Because while the Administration has announced greenhouse gas reduction goals, calling for net zero by 2050 and zero-emissions electricity generation by 2030, the big question is how these targets will be delivered – and paid for. USCIB is recommending that the U.S. NDC should reflect:
- All-of-economy action, avoiding the tendency to focus on sectorally siloed approaches, instead engaging all business sectors as the U.S. economy seeks to rebuild better and more sustainably;
- Enabling eco-systems for accelerated private sector innovation and its deployment, including through multilateral trade;
- Taking close account of employment and competitiveness impacts, and avoiding additional burdens on economic growth and employment creation;
- Favoring approaches that reflect the broader framework of the UN Sustainability Goals, which encompass mutually reinforcing social, economic and environmental objectives via partnerships.
In spite of the Administration’s focus on climate change as a central priority for U.S. policy, uncertainties and wild cards abound en route to COP26. The U.S.-China relationship continues to rocky, with major implications for cooperation among the world’s top 2 greenhouse gas emitters. In addition to China, the U.S. will certainly challenge other big emitting countries to do more in terms of greenhouse gas emissions. The overall greenhouse gas emission reductions currently reflected in NDCs submitted to date fall far short of reductions necessary to attain 2.0 or 1.5 temperature rise limits, even in spite of climate-centric policies of the EU Green Deal, and attention is now turning to what non-state actors can also deliver, with a notable focus on the business community to step up with its own pledges.
U.S. companies have forged ahead, associating with net-zero 2050 objectives and making (and executing) climate leadership commitments in many areas, such as climate finance and investment, adaptation and capacity building.
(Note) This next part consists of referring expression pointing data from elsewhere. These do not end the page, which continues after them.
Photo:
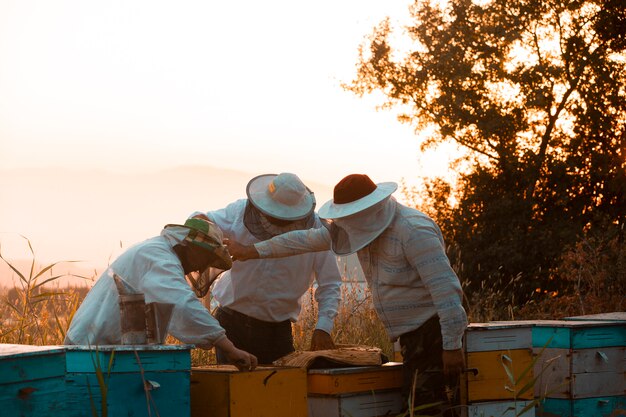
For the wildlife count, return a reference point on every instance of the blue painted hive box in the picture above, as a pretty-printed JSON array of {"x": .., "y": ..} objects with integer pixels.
[
  {"x": 141, "y": 380},
  {"x": 32, "y": 380},
  {"x": 580, "y": 367}
]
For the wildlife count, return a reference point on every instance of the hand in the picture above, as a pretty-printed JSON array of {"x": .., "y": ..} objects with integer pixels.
[
  {"x": 243, "y": 360},
  {"x": 201, "y": 216},
  {"x": 321, "y": 340},
  {"x": 453, "y": 363},
  {"x": 239, "y": 252}
]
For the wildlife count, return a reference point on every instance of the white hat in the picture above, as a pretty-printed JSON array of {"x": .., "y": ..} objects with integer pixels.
[
  {"x": 353, "y": 194},
  {"x": 283, "y": 196}
]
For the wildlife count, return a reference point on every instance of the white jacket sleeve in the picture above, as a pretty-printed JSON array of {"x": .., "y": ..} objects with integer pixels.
[
  {"x": 328, "y": 290},
  {"x": 294, "y": 243},
  {"x": 191, "y": 322}
]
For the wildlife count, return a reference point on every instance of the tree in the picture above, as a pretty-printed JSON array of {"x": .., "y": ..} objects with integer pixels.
[{"x": 534, "y": 93}]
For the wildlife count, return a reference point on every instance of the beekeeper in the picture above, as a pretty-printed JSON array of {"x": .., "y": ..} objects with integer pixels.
[
  {"x": 259, "y": 300},
  {"x": 157, "y": 268},
  {"x": 416, "y": 293}
]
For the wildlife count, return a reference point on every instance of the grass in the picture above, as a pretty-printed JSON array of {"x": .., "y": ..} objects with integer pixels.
[{"x": 37, "y": 311}]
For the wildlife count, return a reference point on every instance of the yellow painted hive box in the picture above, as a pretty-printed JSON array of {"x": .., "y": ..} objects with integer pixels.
[
  {"x": 500, "y": 358},
  {"x": 223, "y": 391}
]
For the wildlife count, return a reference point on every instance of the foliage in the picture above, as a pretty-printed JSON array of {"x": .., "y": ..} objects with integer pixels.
[
  {"x": 534, "y": 93},
  {"x": 36, "y": 314}
]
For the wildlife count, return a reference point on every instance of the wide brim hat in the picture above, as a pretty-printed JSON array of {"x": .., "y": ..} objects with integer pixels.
[
  {"x": 354, "y": 194},
  {"x": 208, "y": 236},
  {"x": 282, "y": 196}
]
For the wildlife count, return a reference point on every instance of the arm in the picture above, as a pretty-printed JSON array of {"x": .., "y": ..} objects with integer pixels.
[
  {"x": 191, "y": 322},
  {"x": 327, "y": 296},
  {"x": 287, "y": 244},
  {"x": 427, "y": 254}
]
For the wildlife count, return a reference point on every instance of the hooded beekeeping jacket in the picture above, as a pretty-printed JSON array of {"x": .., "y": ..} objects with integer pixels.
[
  {"x": 151, "y": 268},
  {"x": 406, "y": 268}
]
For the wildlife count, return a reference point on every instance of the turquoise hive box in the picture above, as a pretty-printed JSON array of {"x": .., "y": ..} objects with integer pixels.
[
  {"x": 32, "y": 380},
  {"x": 141, "y": 380},
  {"x": 581, "y": 367}
]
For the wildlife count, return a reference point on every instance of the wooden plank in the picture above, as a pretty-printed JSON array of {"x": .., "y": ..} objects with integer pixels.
[
  {"x": 588, "y": 407},
  {"x": 585, "y": 373},
  {"x": 481, "y": 337},
  {"x": 34, "y": 398},
  {"x": 354, "y": 379},
  {"x": 266, "y": 391},
  {"x": 31, "y": 366},
  {"x": 7, "y": 350},
  {"x": 82, "y": 360},
  {"x": 553, "y": 372},
  {"x": 615, "y": 316},
  {"x": 491, "y": 382},
  {"x": 373, "y": 404},
  {"x": 500, "y": 409},
  {"x": 610, "y": 359},
  {"x": 163, "y": 369},
  {"x": 565, "y": 334},
  {"x": 126, "y": 395}
]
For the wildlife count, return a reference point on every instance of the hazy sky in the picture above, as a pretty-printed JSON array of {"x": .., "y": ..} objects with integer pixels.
[
  {"x": 135, "y": 86},
  {"x": 130, "y": 85}
]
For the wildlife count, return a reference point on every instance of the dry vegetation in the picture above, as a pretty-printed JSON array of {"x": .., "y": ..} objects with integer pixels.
[{"x": 38, "y": 311}]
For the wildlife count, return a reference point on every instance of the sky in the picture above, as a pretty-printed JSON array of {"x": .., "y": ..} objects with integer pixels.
[{"x": 136, "y": 86}]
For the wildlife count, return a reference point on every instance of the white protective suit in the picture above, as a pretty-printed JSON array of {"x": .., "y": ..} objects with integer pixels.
[{"x": 153, "y": 269}]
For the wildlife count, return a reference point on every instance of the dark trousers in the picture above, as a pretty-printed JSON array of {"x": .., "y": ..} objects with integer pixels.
[
  {"x": 424, "y": 382},
  {"x": 267, "y": 341}
]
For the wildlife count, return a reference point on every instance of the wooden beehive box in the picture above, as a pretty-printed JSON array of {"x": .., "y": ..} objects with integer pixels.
[
  {"x": 493, "y": 350},
  {"x": 32, "y": 380},
  {"x": 360, "y": 404},
  {"x": 355, "y": 379},
  {"x": 222, "y": 391},
  {"x": 580, "y": 359},
  {"x": 142, "y": 380},
  {"x": 358, "y": 391}
]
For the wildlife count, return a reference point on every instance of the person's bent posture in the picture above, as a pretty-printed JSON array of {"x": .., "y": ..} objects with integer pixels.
[
  {"x": 259, "y": 300},
  {"x": 157, "y": 268},
  {"x": 416, "y": 293}
]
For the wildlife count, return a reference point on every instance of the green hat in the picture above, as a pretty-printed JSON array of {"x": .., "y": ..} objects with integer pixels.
[{"x": 208, "y": 235}]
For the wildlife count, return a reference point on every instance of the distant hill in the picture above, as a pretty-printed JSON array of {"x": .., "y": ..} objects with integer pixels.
[{"x": 93, "y": 215}]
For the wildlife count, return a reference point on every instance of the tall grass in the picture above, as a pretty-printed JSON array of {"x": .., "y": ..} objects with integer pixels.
[{"x": 36, "y": 312}]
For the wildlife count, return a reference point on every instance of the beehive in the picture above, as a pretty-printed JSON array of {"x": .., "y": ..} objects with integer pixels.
[
  {"x": 355, "y": 379},
  {"x": 139, "y": 380},
  {"x": 500, "y": 368},
  {"x": 499, "y": 354},
  {"x": 222, "y": 391},
  {"x": 32, "y": 380},
  {"x": 360, "y": 391},
  {"x": 581, "y": 367}
]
Still the full potential of fast-tracking global business innovation towards climate and sustainability – as we saw demonstrated with rapid COVID19 vaccine development through Project Warp Speed – has not been fully tapped. In addition, the catalyst of trade to fully disseminate cleaner energy and more environmentally sound products and services is also a business-facing opportunity that USCIB members will continue to encourage the U.S. and its allies to pursue energetically via the WTO and in other multi-lateral trade agreements, while steering clear of trade disruptive measures.
En route to Glasgow, a fundamental point all business groups can unite on in dialogue with governments and the international community is the vital importance of bringing business to the table in meaningful ways at every step of national and international climate policy and market design, delivery, assessment and improvement. In the view of USCIB, the UN Climate Treaty and its Paris Agreement will benefit from enlisting, listening to and partnering with the private sector in all its diversity, especially through the ICC network. We look to COP26 to launch this next challenging chapter on climate action and economic recovery by enabling and mobilizing the private sector as essential to building this new world.